This paper introduces a new set of proprietary indexes: the World Order Composite (WOC) based on three components -- World Order Locals (WOL), World Order Nationals (WON) and the World Order House (WOH) at the international level. Index trends reflect positive (bullish) or negative (bearish) expectations for the local, national and international WOC indexes as illustrated by the price chart in Fig. 1.
One concept of a liberating "world order" includes notions of peace, justice, freedom, prosperity, wealth and the like as facilitators of human development (Fig. 1). In contrast, war, injustice, bondage, debt and poverty may be used by some factions to achieve power of a few over the many on a world-wide scale in an opposite path to an oppressive "world order". WOC price and trend might indicate the market's assessment, based on current and expected events, of which model of world order is most likely -- liberation or oppression. Since higher prices indicate developments deemed to be positive for the human race, the WOC might be seen as a sort of inverse misery index.

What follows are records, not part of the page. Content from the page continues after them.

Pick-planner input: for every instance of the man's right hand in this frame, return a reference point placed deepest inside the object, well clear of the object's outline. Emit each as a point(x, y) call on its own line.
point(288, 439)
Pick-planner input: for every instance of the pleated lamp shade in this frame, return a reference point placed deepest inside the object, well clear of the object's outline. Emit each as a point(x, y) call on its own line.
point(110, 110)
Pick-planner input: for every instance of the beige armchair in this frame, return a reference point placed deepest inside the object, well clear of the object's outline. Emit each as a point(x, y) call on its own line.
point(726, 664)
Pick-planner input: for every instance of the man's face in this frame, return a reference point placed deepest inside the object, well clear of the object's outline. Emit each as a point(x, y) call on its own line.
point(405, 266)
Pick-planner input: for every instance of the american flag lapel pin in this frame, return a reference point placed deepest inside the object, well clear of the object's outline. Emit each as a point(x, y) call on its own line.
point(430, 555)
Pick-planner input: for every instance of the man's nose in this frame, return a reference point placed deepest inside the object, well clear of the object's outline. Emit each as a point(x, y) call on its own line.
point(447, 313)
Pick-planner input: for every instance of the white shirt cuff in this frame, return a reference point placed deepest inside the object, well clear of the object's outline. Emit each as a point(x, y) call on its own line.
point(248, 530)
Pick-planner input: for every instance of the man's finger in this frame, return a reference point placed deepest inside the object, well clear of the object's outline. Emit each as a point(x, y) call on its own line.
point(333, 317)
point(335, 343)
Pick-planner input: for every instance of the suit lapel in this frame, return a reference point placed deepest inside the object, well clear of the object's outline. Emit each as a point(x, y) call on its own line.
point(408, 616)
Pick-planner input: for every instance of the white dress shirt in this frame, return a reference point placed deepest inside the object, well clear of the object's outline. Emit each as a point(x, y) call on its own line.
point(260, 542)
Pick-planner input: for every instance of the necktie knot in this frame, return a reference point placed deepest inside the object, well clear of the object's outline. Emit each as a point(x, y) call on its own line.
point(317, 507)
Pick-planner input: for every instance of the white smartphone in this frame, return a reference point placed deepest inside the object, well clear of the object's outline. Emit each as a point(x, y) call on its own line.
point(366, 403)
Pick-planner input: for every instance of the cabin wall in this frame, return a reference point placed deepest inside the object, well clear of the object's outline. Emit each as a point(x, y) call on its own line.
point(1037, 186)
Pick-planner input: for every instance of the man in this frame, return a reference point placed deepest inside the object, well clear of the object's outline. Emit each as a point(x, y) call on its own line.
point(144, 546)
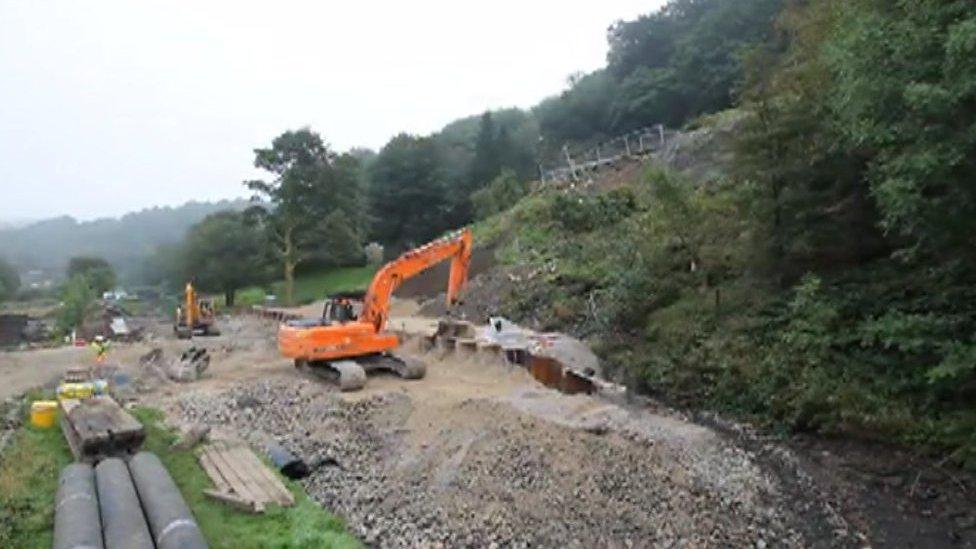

World Order was chosen to name the WO indexes, based on its use by two groups who in many respects represent opposite ends of the WO index price scale, as described in a previous Independent article [emphasis added]:
Most agree that it is the Baha'is through their founder who first phrased the over-arching objective as a "new world order". Likewise, most analysts agree that the super-wealthy oligarchy have been similarly working over many generations toward a world government which they would control, also called the "new world order". But here is where the proposed parallel ends, setting the stage for an epic drama.Thus, in simple terms, if events suggest some success by the good guys, WO indexes might rise. Conversely, progress by the bad guys may be indicated by lower WO index prices.
Over generations, the illuminist oligarchy and the leadership of the Baha'is, starting with the founding central figures, could hardly be more different in almost every way, such as wealth, values and beliefs, operating principles and methods utilized. It may even be appropriate to sum it up as the "bad guys" and "good guys".
The Baha'is coined the phrase "new world order" (NWO), which was reportedly used later by illuminist elites. To further define WO index names, the World Order Locals (WOL) index refers to local or municipal authorities, which roughly correspond to Local Spiritual Assemblies (LSA) in Baha'i administration. The World Order Nationals (WON) index may indicate secular governments of nation states or Baha'i National Spiritual Assemblies (NSA) at a similar level of organization.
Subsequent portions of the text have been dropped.